Polveri di carbone inquinano Taranto. Italcave al centro di un'indagine



Inquinamento: maxisequestro al porto di Taranto

I sigilli ad un’area di stoccaggio di pet-coke per lo spargimento di polveri di carbone nell’atmosfera e in mare. Indagato il direttore tecnico della società concessionaria

Un’area di 20.000 metri quadrati del molo polisettoriale e 40.000 metri cubi di petcoke sono stati sequestrati. A far scattare i sigilli è stata la magistratura a conclusione delle indagini condotte dai Carabinieri della sezione di polizia giudiziaria della Procura della Repubblica e della Polizia Ambientale della Provincia. Su richiesta del sostituto procuratore Antonella Montanaro, il gip Pio Guarna ha firmato il provvedimento di sequestro preventivo che è stato eseguito ieri mattina.
Dall’attività investigativa è emerso che nell’area di stoccaggio all’interno del porto di Taranto, grossi cumuli di carbone di petrolio scaricati dalle navi vengono depositati in attesa di essere prelevati dai mezzi dell’Ilva e di altre aziende. L’area di stoccaggio è ritenuta sprovvista di accorgimenti sufficienti per evitare la diffusione di polvere nell’atmosfera e in mare. Sempre da quanto riscontrato da militari e agenti, i sistemi di smaltimento delle acque meteoriche mancano oppure risultano inadeguati. Di conseguenza, il vento solleva le polveri spargendole nell’aria e, a seconda della direzione, in alcuni casi le spinge verso la città. Mentre la pioggia, inevitabilmente, lava le montagne di carbone trascinando con sè i residui del materiale; un fiume di acqua nera che finisce in Mar Grande.

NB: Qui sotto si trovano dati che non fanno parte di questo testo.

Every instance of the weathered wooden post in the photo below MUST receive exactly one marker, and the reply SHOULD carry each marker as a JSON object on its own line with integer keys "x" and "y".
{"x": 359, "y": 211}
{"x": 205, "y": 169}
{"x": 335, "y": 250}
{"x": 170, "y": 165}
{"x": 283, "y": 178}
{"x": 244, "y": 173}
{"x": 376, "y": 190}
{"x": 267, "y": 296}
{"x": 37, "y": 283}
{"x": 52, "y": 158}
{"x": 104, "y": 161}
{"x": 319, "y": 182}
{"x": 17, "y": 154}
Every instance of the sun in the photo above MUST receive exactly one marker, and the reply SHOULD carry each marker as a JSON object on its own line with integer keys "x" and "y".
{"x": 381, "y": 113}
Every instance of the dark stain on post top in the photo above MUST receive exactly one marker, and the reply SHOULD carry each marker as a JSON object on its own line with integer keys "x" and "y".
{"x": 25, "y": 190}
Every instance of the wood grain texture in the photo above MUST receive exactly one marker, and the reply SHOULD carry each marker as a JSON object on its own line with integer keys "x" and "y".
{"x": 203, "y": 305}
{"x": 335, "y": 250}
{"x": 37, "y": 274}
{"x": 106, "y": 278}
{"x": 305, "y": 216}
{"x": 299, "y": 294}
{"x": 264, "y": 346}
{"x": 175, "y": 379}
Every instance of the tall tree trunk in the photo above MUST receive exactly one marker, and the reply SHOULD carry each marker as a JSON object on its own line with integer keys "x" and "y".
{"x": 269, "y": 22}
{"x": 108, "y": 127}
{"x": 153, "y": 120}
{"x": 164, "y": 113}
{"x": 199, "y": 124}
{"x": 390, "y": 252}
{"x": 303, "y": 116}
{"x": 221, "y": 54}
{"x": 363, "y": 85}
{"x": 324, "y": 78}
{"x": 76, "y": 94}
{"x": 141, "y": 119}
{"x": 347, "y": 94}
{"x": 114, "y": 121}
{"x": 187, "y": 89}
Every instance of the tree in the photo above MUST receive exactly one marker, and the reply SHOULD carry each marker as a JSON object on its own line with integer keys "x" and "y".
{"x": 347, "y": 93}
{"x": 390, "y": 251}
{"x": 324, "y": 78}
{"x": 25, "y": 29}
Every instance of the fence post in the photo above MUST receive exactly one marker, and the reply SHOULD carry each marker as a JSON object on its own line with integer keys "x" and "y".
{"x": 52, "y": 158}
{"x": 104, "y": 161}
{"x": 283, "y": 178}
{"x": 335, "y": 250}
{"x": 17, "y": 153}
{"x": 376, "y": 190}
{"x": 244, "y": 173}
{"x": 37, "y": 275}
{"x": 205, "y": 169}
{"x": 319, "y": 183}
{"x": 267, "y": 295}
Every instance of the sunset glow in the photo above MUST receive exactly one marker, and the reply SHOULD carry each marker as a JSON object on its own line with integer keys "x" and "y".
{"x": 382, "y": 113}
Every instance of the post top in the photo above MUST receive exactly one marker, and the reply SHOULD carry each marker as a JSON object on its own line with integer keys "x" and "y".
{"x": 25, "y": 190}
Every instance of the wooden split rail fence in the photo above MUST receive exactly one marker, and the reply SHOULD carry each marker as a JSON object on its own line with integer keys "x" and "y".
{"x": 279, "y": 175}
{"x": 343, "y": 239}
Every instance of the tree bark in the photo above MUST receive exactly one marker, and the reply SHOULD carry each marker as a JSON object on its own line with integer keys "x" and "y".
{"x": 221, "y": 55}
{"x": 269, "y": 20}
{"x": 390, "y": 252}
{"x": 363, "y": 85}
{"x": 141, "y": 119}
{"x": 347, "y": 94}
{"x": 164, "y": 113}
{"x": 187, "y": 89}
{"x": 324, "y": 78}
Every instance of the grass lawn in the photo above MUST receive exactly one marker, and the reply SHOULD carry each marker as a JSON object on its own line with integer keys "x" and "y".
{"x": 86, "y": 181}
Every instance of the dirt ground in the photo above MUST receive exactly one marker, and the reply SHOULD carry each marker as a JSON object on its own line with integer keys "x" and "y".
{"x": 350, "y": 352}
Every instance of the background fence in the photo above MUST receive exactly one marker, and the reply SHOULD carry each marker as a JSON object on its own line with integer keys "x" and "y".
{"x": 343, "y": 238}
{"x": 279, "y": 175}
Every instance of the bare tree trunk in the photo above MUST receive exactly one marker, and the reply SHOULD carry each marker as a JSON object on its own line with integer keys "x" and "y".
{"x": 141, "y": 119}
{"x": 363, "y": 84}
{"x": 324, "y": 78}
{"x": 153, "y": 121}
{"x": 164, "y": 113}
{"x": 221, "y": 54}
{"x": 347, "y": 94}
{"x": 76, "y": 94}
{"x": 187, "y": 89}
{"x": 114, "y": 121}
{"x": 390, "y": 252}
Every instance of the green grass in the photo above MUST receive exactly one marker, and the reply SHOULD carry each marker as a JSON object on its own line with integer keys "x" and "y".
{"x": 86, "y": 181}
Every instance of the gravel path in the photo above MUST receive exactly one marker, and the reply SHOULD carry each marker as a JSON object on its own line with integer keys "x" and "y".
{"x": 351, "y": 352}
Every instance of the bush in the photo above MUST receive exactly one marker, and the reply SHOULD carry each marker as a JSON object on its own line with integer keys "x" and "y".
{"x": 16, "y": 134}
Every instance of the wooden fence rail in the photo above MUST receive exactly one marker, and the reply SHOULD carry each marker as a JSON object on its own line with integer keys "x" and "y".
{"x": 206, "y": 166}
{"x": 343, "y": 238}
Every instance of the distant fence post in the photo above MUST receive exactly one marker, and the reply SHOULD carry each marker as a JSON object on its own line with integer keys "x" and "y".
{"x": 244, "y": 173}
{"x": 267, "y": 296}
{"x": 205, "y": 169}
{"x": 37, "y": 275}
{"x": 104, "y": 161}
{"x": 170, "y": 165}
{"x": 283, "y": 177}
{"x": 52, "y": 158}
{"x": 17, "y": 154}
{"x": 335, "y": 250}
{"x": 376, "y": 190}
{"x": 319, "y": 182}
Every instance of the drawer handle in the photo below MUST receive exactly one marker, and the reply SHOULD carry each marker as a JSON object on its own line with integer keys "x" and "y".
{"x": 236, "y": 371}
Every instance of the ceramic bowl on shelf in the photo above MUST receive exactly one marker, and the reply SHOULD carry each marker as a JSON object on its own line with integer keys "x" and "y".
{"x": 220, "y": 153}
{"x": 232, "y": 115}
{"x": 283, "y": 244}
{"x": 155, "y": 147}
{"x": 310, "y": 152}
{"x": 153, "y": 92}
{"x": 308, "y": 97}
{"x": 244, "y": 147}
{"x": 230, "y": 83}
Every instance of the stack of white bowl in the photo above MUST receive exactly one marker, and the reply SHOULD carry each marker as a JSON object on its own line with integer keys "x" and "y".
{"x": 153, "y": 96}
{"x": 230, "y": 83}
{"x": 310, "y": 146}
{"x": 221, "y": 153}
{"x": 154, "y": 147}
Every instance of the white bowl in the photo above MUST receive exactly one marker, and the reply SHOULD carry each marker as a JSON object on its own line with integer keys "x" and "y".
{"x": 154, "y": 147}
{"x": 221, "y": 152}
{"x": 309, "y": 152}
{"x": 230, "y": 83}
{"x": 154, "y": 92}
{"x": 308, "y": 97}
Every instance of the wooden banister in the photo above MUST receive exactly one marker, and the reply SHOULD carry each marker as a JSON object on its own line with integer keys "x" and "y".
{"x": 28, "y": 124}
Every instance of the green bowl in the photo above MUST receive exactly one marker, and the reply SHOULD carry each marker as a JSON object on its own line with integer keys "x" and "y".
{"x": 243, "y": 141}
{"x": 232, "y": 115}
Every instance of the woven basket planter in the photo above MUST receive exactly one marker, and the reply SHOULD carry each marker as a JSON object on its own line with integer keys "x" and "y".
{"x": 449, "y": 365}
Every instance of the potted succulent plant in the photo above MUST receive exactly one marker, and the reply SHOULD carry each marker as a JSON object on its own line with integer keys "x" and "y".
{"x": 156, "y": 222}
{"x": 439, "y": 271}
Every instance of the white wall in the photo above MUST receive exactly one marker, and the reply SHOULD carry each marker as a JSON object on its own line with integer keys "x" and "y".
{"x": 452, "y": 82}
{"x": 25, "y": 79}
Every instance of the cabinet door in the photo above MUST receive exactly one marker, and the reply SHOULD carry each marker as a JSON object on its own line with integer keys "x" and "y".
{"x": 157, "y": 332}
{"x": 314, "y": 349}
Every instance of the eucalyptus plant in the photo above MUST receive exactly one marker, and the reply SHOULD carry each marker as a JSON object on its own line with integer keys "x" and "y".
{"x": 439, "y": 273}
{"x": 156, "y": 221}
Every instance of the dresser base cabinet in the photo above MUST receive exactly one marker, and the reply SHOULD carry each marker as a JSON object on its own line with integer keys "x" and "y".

Sono state queste le contestazioni degli inquirenti che il giudice per le indagini preliminari Guarna ha ritenuto sufficienti per far scattare il provvedimento. Ma non sono scattati soltanto i sigilli. Nell’inchiesta figura anche un indagato, si tratta del direttore tecnico della società che gestisce l’area in concessione, l’Italcave, considerato responsabile del coordinamento dei lavori di carico e scarico del pet-coke sul molo polisettoriale. Gli inquirenti hanno contestato l’immissione sul suolo e nelle acque marine di acque meteoriche di dilavamento in assenza dell’autorizzazione prevista dal decreto n. 282 del 21 novembre 2003 del commissario delegato per l’emergenza ambientale in Puglia e di “getto di cosa pericolosa”. Reato, quest’ultimo, che, secondo le accuse ipotizzate, nella fattispecie si concretizza nell’immissione nell’atmosfera e nell’ambiente circostante delle acque meteoriche contaminate da polveri di carbone e da altre sostanze movimentate nell’area in questione. Quella finita sotto la lente di ingrandimento dell’autorità giudiziaria è una vicenda molto simile a quella dei parchi minerali dell’Ilva per il tipo di immissioni riscontrate nel corso delle indagini. Infatti, anche in quella circostanza, è stata contestata la dispersione nell’atmosfera di polveri di minerali.